Ciao e grazie per le eventuali risposte

valerio1976 · lun 19 lug , 2010 6:39 pm

ciao scusa ma puoi postare anche la parte delle interfacci e del nat

grazie

weblaboratory · lun 19 lug , 2010 8:02 pm

Naturalmente

Codice: Seleziona tutto

crypto isakmp policy 1
 encr 3des
 hash md5
 authentication pre-share
 group 2
 lifetime 3600
crypto isakmp key CHIAVE address IPPUBBLICOCLIENTE
!
!
crypto ipsec transform-set 3DES-MD5 esp-3des esp-md5-hmac
crypto ipsec transform-set 3DES-SHA esp-3des esp-sha-hmac
!
crypto map VPNCLIENTE local-address FastEthernet0/1
crypto map VPNCLIENTE 1 ipsec-isakmp
 set peer IPPUBBLICOCLIENTE
 set transform-set 3DES-MD5
 set pfs group2
 match address vpn-static1
!
!
interface FastEthernet0/0
 description RETE DMZ 172.16.100.0/255.255.255.0
 ip address 172.16.100.74 255.255.255.0
 ip nat inside
 ip virtual-reassembly
 no ip route-cache cef
 duplex full
 speed 100
 no cdp enable
!
interface FastEthernet0/1
 description RETE PUBBLICA 172.31.0.0/255.255.255.0
 ip address 172.31.0.74 255.255.255.0
 ip nat outside
 ip virtual-reassembly
 no ip route-cache cef
 duplex full
 speed 100
 no cdp enable
 crypto MAP VPNCLIENTE
!
no ip forward-protocol nd
ip route 0.0.0.0 0.0.0.0 172.31.0.1
ip route 172.16.102.0 255.255.255.0 FastEthernet0/1
!
ip nat pool INTERNET 172.31.0.74 172.31.0.74 netmask 255.255.255.0
ip nat inside source list 101 pool INTERNET overload
!
ip access-list extended vpn-static1
 permit ip 172.16.100.0 0.0.0.255 172.16.102.0 0.0.0.255
 permit ip 172.31.0.0 0.0.0.255 172.16.102.0 0.0.0.255
!
access-list 110 remark ___ VERSO CLIENTE
access-list 110 permit ip 172.16.100.0 0.0.0.255 172.16.102.0 0.0.0.255
access-list 110 permit ip 172.31.0.0 0.0.0.255 172.16.102.0 0.0.0.255

La mia DMZ è la 172.16.100.x, la rete 172.31.0.x corrisponde ai miei indirizzi ip pubblici NATTATI, la 172.16.102 è quella del remoto

Vi ringrazio anticipatamente per l'aiuto

valerio1976 · lun 19 lug , 2010 8:56 pm

ciao ci sono un paio di cose che non mi tornato tanto...vediamo se di to qualche idea

ip nat inside source list 101 pool INTERNET overload <---ma dovè la ACl 101 ?

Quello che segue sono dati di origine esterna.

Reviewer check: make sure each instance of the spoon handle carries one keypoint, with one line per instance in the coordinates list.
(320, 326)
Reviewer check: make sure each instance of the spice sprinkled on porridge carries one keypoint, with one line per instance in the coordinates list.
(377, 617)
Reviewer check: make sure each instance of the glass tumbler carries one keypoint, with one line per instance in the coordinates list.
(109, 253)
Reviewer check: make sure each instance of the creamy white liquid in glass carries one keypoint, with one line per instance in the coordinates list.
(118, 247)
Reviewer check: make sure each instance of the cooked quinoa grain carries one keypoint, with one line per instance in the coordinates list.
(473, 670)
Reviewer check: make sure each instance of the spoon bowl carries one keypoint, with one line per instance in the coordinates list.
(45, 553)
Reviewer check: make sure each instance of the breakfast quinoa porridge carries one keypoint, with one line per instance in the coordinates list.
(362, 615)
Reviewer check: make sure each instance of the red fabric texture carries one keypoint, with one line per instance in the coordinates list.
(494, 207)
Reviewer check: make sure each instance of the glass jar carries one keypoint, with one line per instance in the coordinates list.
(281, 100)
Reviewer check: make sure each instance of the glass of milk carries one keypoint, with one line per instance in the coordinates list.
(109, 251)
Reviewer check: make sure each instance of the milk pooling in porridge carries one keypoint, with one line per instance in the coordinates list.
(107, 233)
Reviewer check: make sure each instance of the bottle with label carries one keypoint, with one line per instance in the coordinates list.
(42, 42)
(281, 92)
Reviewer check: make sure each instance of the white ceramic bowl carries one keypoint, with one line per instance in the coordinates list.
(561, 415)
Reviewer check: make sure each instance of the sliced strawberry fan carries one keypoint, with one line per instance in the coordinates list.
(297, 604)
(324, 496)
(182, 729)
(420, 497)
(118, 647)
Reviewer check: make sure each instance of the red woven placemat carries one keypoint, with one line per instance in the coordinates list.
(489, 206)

crypto map VPNCLIENTE local-address FastEthernet0/1 <--- ma xchè questo ? f0/1 hai 1 ip di classe privata
crypto map VPNCLIENTE 1 ipsec-isakmp <--- questa non è applicata a nessuna interfaccia mi sembra...

E visto che c'è il NAT dovresti configurarlo per la vpn che deve passare

Ma per caso sei su una linea satellitare ? o cmq qualche provider che ti fornisce già un tunnel VPN ?
sicuramente qualcuno potrà esserti di maggiorn aiuto

weblaboratory · lun 19 lug , 2010 9:18 pm

Ciao Valerio, grazie ancora per la tua risposta.

Allora, in pratica questo router è in cascata su un altro 2851 che si occupa di nattare i miei IP pubblici in IP interni...

Quindi in questo caso il mio ip pubblico X.X.X.X corrisponde alla 172.31.0.74
Ip completamente nattato...

La FE00 è sulla reale DMZ, la FE01 in pratica è pubblica.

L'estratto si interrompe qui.